Exercise 1.2.3
Unicode and Strings
Generally speaking, string
objects in Common Lisp are Unicode by default, encoded as UTF-8. This is not a guarantee, however; it's typically just a default on most implementations of Lisp on platforms that support it.
You can do a quick check to see if your implementation of Lisp supports Unicode or not.
* char-code-limit
If that constant variable returns 1114112
, then you're in luck! You have full Unicode support. If it's less than that, you may be more limited in what you can do with strings.
In SBCL, you can test specifically for Unicode support using Lisp's read-time conditionals (but this feature test is not portable):
* #+sb-unicode (format nil "~C" #\cuneiform_sign_an_plus_naga_opposing_an_plus_naga)

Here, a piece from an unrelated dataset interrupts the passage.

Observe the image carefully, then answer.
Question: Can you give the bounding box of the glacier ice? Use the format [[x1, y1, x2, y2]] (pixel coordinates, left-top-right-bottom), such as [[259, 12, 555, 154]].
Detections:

This code will only return a string of the cuneiform sign if you are using SBCL and you have Unicode support enabled; if you also want to see the cuneiform sign, and not a numbered Unicode box character, you have to install cuneiform fonts as well.

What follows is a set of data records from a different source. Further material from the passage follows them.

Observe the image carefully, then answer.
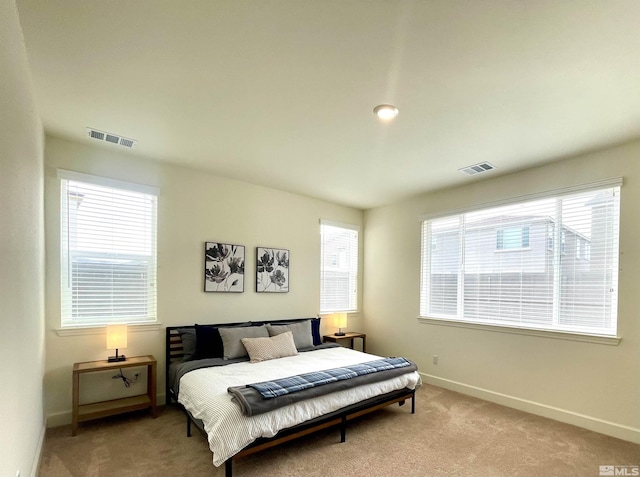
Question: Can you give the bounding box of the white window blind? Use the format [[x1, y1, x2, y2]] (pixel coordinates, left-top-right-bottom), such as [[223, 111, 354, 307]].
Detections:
[[420, 180, 621, 336], [320, 220, 359, 313], [58, 170, 157, 327]]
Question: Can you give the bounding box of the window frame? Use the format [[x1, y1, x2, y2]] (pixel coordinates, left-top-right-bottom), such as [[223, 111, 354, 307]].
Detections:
[[319, 219, 361, 315], [57, 169, 159, 330], [418, 178, 623, 345]]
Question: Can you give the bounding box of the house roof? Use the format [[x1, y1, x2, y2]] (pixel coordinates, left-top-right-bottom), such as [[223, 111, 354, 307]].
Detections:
[[17, 0, 640, 209]]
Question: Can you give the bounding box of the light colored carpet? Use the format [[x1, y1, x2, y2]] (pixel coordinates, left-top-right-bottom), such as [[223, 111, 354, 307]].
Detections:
[[39, 385, 640, 477]]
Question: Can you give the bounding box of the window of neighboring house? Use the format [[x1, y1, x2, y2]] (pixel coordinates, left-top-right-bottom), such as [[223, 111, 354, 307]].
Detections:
[[58, 170, 158, 327], [420, 180, 621, 336], [320, 220, 359, 313], [496, 227, 529, 250]]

On Arch Linux, the ttf-akkadian
package is available in AUR. For other platforms, you can find up-to-date links for Sumerian, Akkadian, Old Babylonian, and Neo-Assyrian fonts from the Wikipedia article for the Cuneiform (Unicode block).
Unless you plan on working with a lot of different character sets, you'll probably never notice the full Unicode support, when present.